DMK: Well, I wrote a biography about Albert Einstein and, first of all, you have to realize when he was a teenager he was a draft resistor. Refused to be drafted into the Germany Army. So he was a man, even as a teenager, who put some of his political philosophy into play during World War 1. He was one of very few intellectuals to sign a manifesto against German entry into WWI. There were 100 German intellectuals who signed a manifesto for German entry--there were only three intellectuals including Einstein who signed the manifesto against WWI. During WWII he began to modify his position a bit and say that the German Army should be opposed, you simply can do nothing and allow this racist totalitarian entity to start to take over the world.
Then right after the bombing of Hiroshima he founded the first anti-nuclear organization. It was called the Emergency Committee of Atomic Scientists and it was the very first anti-nuclear organization formed right after the bombing of Hiroshima by Albert Einstein...

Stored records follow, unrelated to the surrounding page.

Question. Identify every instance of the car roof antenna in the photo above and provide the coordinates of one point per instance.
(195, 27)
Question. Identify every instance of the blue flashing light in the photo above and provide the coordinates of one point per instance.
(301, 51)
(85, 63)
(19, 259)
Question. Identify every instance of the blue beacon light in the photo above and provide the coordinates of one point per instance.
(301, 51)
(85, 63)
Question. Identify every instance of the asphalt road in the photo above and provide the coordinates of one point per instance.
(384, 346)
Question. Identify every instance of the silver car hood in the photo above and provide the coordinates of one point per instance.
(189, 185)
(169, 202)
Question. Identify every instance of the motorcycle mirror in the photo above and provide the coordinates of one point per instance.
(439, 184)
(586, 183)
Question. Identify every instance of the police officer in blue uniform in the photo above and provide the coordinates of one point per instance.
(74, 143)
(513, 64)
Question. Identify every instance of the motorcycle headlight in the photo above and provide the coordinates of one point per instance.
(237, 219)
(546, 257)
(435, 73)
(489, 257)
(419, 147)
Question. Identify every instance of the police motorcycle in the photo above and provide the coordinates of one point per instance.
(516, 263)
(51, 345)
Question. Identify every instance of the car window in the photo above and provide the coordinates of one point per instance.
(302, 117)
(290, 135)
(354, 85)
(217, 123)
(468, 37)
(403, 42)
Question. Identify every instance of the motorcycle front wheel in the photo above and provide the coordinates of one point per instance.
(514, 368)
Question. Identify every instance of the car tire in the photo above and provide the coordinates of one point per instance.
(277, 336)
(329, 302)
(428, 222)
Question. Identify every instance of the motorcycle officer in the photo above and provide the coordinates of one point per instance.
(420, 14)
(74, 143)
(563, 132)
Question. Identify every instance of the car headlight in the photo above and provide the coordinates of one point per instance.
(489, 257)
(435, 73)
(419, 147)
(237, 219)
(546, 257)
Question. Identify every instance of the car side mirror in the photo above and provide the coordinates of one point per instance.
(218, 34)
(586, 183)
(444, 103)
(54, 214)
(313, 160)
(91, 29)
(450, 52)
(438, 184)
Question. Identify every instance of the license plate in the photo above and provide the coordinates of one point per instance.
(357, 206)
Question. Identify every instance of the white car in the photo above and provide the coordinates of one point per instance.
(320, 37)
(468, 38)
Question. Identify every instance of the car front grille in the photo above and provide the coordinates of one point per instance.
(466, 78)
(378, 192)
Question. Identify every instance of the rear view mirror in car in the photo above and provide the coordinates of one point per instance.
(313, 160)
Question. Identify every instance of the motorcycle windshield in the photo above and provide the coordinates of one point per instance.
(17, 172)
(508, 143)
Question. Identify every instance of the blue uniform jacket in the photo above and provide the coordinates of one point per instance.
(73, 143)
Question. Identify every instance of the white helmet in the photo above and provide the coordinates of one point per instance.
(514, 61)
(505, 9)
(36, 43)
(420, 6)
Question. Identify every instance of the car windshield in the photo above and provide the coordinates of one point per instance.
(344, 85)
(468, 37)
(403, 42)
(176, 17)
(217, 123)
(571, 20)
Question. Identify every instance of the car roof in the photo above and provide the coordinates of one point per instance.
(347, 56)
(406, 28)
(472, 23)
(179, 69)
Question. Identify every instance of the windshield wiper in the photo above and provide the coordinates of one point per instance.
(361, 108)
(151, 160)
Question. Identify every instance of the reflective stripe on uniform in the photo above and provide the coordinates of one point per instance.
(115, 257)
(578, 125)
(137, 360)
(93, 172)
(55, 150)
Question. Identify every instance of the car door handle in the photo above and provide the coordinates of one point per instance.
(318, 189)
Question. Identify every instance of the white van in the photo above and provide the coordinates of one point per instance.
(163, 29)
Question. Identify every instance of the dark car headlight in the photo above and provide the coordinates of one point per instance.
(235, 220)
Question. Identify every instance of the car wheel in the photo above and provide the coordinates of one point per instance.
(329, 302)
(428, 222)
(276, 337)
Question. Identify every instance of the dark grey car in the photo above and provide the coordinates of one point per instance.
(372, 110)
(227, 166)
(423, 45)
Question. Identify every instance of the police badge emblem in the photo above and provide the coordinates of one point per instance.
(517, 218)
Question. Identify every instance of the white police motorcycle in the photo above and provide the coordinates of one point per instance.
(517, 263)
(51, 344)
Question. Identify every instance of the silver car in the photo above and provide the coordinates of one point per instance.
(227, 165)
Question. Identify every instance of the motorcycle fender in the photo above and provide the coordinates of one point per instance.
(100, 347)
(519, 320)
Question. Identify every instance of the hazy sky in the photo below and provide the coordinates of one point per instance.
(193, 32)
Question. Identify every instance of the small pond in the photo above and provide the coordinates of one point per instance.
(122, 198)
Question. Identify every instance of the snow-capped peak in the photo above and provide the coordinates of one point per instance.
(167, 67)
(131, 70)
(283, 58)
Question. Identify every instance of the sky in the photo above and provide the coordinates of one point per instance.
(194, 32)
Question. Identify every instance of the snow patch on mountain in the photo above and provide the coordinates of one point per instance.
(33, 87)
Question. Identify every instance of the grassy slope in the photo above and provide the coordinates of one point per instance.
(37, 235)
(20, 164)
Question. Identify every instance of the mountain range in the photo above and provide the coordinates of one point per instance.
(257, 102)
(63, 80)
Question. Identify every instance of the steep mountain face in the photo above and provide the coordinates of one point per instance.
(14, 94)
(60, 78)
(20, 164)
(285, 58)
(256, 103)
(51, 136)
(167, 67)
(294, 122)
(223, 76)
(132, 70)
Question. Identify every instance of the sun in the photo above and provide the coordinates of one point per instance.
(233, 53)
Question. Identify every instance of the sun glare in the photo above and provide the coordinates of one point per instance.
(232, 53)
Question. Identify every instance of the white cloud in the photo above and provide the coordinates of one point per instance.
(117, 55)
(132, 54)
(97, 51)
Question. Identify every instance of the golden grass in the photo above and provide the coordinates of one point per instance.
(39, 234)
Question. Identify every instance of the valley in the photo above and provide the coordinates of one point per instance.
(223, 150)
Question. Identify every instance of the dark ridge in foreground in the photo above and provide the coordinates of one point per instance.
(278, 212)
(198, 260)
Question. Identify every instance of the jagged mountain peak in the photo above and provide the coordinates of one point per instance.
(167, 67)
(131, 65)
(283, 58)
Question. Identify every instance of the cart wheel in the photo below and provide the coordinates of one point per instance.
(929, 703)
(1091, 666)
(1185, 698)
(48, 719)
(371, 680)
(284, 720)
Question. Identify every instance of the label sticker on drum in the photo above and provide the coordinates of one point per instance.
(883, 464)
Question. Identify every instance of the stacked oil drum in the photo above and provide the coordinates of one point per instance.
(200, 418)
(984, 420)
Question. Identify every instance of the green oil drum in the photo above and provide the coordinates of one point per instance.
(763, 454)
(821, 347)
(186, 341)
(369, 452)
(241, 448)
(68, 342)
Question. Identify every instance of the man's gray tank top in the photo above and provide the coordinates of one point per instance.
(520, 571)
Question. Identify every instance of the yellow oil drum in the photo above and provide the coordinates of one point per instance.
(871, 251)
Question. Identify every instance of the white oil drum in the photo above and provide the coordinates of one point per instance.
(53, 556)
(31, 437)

My favorite Einstein quotes is that “if a theory can not be explained to a child then the theory is probably useless." So all great theories, the theories of Newton, Einstein, all these great theories in principle can be explained to a child.
Hopefully in my I work I try to explain the excitement that we feel converging on this great theories that will one day answer these enormously important questions that even bedeviled Einstein. Is time travel possible? Are there other dimensions? Are there gateways to other universes? These are questions that Einstein actually wrote about and these are actually questions in principle that we can solve using string theory. So I think that we are in a great position now.